China, Canada, and Italy are through to the final in men's 4x100m relay. #TokyoOlympics
📺 NBC
💻 https://t.co/prLiNjuJnV
📱 NBC Sports App pic.twitter.com/ySSLDV0Pis— NBC Olympics & Paralympics (@NBCOlympics) August 5, 2021
For Olympic legend Carl Lewis, it was nothing short of a disgrace, as he torched the squad on Twitter for being a “total embarrassment” and looking worse than AAU teams he’s watched recently.
The USA team did everything wrong in the men's relay. The passing system is wrong, athletes running the wrong legs, and it was clear that there was no leadership. It was a total embarrassment, and completely unacceptable for a USA team to look worse than the AAU kids I saw .

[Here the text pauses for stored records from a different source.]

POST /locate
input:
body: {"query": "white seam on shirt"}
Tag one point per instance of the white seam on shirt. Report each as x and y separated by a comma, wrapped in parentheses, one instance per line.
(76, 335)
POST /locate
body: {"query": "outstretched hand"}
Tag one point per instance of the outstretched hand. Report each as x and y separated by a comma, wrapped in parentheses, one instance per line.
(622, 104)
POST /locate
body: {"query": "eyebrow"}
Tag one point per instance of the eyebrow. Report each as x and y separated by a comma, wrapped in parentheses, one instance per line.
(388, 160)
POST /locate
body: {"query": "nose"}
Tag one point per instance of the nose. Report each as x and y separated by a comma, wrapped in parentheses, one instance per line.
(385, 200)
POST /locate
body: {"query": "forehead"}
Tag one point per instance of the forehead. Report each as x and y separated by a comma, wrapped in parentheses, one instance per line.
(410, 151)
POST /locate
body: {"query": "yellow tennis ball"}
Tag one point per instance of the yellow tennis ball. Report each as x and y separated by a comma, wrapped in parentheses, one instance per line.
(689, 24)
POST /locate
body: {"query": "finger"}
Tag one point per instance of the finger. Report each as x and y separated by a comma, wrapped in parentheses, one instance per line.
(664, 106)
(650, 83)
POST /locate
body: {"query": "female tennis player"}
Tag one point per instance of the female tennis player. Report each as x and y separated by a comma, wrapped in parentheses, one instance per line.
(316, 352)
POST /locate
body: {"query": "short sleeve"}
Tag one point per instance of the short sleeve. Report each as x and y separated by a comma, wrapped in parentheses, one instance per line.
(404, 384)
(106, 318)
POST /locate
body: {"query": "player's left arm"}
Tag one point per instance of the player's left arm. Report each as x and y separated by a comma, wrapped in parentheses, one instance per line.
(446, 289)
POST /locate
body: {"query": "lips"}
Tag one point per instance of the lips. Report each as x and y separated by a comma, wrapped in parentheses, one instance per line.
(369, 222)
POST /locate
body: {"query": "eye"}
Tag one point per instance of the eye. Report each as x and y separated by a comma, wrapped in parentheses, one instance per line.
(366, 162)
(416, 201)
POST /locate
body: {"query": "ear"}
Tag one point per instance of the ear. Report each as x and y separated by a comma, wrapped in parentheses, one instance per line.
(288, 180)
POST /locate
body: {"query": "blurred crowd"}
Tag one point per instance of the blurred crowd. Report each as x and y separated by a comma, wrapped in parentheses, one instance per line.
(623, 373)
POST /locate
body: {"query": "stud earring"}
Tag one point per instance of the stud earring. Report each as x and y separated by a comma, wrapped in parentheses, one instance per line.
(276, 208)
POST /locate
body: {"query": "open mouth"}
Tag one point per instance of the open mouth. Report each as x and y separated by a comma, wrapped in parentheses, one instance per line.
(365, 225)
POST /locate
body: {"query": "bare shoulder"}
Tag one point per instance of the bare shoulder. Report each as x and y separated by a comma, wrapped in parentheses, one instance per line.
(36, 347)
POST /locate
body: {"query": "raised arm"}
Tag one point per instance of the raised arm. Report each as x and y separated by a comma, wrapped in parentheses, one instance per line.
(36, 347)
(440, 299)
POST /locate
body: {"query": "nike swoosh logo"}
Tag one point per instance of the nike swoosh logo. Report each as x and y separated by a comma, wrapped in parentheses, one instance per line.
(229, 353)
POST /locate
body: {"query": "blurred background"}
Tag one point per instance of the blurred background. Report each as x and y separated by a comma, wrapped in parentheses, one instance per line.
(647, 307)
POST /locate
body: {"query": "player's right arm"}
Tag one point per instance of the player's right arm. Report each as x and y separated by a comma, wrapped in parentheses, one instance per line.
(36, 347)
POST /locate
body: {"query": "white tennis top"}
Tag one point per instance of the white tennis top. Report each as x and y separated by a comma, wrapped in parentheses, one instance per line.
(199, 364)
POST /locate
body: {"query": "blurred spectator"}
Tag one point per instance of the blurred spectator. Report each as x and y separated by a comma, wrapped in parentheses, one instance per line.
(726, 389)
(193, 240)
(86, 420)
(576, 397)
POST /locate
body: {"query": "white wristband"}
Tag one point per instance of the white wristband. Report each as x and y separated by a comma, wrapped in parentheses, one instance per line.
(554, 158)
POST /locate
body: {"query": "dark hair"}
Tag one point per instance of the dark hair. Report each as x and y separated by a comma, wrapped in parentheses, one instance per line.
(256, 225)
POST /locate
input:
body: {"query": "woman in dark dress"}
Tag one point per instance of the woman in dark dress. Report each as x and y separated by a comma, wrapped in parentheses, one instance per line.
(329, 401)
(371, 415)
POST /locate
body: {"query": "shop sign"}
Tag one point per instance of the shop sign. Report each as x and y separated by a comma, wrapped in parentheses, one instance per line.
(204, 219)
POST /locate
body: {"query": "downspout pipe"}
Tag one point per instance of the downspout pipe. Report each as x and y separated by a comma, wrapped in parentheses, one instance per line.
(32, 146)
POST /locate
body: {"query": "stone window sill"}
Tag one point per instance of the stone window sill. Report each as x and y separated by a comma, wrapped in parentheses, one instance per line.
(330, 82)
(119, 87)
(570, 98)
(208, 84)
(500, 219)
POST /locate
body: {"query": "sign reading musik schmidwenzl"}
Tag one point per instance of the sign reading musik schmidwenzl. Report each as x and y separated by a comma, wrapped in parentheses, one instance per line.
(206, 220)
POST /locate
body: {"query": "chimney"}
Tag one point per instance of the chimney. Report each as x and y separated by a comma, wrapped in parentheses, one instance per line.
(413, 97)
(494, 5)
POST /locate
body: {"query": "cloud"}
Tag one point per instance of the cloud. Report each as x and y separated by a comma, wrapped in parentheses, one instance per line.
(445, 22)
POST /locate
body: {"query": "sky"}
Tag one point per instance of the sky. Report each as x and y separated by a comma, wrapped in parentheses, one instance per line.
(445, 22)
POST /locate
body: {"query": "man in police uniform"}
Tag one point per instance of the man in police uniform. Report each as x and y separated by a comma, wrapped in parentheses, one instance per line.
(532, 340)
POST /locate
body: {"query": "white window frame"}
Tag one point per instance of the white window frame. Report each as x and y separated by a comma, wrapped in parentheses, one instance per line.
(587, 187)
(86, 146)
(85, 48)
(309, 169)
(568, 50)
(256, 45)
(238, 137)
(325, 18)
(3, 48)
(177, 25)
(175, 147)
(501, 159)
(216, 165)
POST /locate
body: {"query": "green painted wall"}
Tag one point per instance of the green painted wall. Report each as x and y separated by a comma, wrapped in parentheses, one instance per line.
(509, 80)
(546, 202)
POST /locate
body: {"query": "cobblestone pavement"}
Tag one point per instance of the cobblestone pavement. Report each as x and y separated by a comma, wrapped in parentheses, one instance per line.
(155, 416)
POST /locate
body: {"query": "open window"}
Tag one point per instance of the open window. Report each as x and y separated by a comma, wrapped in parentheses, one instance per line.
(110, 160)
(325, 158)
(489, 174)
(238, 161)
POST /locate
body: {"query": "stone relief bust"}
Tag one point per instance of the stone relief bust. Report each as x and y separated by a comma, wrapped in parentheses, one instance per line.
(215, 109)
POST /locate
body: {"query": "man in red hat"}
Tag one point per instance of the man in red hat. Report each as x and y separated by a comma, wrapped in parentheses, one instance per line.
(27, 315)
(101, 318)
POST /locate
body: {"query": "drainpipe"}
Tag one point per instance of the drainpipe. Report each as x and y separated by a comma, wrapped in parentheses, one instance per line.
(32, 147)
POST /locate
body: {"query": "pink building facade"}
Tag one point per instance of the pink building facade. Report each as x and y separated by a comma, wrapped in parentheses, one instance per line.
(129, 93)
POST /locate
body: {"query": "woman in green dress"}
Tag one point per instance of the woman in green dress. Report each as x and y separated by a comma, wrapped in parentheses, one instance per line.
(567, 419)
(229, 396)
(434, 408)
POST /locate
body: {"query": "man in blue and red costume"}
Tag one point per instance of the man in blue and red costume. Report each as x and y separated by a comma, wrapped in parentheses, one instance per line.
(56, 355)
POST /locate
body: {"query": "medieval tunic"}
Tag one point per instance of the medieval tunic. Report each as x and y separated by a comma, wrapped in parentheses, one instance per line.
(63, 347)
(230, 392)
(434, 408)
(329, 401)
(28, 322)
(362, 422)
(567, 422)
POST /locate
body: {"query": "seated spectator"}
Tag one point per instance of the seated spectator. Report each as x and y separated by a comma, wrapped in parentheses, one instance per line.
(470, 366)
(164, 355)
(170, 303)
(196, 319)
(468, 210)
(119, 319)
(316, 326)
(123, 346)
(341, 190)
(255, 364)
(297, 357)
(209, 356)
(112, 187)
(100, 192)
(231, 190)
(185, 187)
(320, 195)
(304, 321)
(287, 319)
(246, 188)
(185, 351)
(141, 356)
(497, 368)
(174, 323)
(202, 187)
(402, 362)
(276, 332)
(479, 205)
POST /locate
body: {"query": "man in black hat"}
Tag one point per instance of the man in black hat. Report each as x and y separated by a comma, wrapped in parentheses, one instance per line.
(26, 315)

— Carl Lewis (@Carl_Lewis) August 5, 2021
Lewis, twice a gold medalist in the 4×100 for Team USA in 1984 and 1992, certainly knows a thing or two about how to perform in that event and what it takes to make a successful team, so his comments have to sting far more than any other disappointed fan watching at home. After the race, the issues for the team were laid bare by Baker and Kerley’s brief post-race media comments about how much the team had practiced leading up to the opening heat.
Two members of the U.S. 4×100 team spoke with the media in the mixed zone. Asked how much practice they had for this event, as a group, coming into today.
Fred Kerley: "Don't know."
Ronnie Baker: "Not much."
— Tom Schad (@Tom_Schad) August 5, 2021
The USA’s issues in the team event in recent years can be summed up by those quotes, as they put together an impressive group of individuals on paper, but the lack of work to become a team to nail the relay portion of the race — where they are won and lost — has been apparent far too often.